About this attention and visual neuroscience research news
Author: Karen Nikos
Source: UC Davis
Contact: Karen Nikos – UC Davis
Image: Image credited to Neuroscience News
Original Research: Closed access. “Hierarchical Organization of Human Visual Feature Attention Control” by George R. Mangun et al., Journal of Neuroscience.
Abstract
Hierarchical Organization of Human Visual Feature Attention Control
Anticipatory feature-based attention allows the brain to prepare in advance for visual properties such as color or motion direction. Top-down control signals from frontoparietal networks bias sensory cortex activity to enhance relevant information and suppress distractors. This mechanism supports selecting stimuli by a particular feature while ignoring competing attributes.
Anticipatory attention can operate at different levels of specificity. It may initially bias broad feature dimensions (for example, color versus motion) and then narrow to select specific attributes within that dimension (for example, blue versus green). To test this sequence, EEG was recorded while participants were cued on a trial-by-trial basis to attend either to motion direction (up or down) or to color (blue or green).
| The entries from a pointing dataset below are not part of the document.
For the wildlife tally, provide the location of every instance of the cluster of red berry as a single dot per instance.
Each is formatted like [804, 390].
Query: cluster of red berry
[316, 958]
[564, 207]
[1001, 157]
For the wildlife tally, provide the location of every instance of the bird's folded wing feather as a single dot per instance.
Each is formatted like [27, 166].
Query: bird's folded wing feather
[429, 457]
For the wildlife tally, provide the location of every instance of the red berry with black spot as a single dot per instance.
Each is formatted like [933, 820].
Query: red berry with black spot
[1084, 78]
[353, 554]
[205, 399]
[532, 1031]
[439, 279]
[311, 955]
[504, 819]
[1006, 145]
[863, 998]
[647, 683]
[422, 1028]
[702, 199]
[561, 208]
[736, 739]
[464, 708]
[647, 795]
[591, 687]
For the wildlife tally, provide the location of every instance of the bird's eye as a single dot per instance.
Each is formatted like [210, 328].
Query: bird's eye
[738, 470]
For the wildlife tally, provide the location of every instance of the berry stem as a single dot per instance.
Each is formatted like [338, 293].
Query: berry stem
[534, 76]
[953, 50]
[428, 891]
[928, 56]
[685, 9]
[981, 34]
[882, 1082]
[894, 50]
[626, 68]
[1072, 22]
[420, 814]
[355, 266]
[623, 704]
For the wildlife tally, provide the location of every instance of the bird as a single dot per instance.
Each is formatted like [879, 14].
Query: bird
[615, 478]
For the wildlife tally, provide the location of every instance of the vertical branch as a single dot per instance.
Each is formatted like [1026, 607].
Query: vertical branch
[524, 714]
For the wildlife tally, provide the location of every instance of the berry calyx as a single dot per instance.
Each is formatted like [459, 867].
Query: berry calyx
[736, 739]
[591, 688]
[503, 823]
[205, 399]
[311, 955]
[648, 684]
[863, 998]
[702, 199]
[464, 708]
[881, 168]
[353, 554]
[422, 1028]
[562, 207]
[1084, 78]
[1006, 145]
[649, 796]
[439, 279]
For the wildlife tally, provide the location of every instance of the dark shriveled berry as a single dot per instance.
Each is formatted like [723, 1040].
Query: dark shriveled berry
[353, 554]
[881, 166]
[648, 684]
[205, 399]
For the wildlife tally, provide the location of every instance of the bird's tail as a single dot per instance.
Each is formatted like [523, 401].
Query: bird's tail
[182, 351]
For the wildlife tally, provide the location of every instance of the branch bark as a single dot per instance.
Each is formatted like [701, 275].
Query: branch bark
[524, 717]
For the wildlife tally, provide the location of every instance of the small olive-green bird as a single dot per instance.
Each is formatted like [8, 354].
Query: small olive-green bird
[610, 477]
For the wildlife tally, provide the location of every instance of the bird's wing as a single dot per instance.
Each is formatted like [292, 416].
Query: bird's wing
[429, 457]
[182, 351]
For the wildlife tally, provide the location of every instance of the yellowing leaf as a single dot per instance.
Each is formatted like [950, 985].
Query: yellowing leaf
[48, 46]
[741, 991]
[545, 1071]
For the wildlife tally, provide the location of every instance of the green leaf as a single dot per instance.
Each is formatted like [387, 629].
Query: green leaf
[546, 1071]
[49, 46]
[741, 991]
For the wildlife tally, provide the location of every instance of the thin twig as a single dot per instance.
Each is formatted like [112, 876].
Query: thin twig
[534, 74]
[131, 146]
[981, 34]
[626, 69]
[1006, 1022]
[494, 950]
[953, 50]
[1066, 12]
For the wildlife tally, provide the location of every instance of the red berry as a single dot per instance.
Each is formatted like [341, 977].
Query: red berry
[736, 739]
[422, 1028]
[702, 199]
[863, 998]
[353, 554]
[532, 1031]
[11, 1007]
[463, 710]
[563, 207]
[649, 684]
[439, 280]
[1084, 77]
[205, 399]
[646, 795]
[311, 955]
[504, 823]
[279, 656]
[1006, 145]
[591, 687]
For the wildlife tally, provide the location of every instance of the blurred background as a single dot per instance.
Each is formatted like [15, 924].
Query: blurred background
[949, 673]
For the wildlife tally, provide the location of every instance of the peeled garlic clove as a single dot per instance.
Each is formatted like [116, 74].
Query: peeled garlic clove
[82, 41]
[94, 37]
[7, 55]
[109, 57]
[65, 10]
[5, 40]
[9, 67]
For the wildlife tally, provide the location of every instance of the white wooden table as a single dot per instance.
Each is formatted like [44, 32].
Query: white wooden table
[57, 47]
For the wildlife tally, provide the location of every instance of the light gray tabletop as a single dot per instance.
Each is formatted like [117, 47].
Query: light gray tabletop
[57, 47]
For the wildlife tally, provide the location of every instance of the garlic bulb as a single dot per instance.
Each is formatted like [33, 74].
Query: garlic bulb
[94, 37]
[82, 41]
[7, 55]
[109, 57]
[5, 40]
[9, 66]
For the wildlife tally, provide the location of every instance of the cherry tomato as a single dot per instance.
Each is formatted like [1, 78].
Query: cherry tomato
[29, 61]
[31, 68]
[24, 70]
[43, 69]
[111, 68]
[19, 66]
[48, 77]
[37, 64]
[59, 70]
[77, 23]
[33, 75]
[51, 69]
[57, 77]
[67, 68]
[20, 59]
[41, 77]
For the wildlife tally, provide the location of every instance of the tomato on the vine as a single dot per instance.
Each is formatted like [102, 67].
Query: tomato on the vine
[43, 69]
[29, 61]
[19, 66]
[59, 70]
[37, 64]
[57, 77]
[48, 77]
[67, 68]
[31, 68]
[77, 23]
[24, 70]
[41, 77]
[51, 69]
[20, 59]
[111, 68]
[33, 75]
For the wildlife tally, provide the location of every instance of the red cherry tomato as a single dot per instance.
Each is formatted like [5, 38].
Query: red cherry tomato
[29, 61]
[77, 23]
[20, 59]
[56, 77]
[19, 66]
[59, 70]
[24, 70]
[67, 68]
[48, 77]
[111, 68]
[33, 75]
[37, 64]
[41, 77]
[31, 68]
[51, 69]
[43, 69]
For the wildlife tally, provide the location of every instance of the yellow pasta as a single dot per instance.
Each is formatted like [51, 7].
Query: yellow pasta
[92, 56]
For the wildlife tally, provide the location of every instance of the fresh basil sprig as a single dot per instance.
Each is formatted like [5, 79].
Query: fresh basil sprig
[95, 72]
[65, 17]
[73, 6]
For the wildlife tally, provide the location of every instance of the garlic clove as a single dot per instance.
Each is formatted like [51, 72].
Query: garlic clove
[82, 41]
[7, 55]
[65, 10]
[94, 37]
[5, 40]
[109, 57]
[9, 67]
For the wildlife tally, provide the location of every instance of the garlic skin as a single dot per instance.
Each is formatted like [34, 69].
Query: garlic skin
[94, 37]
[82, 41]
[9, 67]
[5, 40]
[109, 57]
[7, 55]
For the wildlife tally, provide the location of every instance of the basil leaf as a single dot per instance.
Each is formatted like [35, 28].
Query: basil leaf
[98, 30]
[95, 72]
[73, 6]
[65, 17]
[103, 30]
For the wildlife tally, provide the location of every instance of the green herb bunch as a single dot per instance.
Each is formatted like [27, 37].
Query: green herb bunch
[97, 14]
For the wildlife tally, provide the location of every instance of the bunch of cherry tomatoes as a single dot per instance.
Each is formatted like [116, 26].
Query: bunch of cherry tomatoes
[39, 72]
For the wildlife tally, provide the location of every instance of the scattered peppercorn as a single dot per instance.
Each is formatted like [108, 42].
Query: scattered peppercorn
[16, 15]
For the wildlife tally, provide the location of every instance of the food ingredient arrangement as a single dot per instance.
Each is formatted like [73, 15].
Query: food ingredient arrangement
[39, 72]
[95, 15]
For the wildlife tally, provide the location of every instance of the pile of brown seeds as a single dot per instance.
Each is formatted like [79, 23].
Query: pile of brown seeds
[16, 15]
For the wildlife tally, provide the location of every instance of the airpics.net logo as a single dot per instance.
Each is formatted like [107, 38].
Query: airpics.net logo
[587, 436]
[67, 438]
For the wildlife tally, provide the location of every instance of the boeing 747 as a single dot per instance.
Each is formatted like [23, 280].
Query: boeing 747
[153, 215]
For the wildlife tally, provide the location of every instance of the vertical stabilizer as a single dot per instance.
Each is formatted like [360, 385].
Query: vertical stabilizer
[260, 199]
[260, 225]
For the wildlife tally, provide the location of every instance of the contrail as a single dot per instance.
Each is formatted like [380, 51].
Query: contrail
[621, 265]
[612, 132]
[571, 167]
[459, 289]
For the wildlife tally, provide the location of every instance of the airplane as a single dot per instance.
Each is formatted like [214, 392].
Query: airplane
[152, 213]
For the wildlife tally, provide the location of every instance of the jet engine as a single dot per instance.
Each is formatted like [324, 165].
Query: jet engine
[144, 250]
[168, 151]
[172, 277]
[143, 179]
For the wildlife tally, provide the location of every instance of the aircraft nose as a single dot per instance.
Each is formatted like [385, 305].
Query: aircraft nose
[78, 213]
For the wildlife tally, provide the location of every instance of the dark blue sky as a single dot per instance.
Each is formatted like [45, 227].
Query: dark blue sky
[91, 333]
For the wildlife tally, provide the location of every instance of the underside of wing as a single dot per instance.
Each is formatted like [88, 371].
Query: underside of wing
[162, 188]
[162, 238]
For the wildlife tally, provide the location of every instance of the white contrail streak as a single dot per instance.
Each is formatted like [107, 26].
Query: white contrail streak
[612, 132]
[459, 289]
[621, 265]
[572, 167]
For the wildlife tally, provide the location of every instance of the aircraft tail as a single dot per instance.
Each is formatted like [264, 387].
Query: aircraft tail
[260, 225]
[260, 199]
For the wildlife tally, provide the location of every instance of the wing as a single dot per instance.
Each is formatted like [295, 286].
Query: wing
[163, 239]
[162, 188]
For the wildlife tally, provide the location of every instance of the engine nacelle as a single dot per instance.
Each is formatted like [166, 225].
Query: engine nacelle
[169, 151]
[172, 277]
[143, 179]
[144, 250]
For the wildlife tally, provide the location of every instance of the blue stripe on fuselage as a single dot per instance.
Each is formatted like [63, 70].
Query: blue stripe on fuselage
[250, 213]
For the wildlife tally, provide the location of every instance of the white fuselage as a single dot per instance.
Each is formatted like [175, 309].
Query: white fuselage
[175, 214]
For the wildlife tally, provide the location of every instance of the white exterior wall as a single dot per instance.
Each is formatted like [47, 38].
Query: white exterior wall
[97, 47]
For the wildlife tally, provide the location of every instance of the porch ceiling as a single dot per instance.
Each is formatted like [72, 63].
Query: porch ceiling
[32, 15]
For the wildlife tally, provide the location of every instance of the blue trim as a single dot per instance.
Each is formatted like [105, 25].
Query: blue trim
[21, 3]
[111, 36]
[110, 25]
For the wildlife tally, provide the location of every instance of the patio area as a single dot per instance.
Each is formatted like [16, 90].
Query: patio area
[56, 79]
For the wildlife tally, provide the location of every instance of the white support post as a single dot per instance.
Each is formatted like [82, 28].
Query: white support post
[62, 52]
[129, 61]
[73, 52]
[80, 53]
Multivariate decoding applied to EEG alpha-band (8–12 Hz) activity during the cue-target interval showed reliable decoding for both the attended dimension and the specific attribute. Critically, decoding for the dimension-level bias (motion vs. color) consistently emerged earlier than decoding for the attribute-level bias (up vs. down or blue vs. green). These results indicate that top-down control of feature-based attention unfolds hierarchically: the brain first biases a broad feature channel and then refines processing to the precise attribute.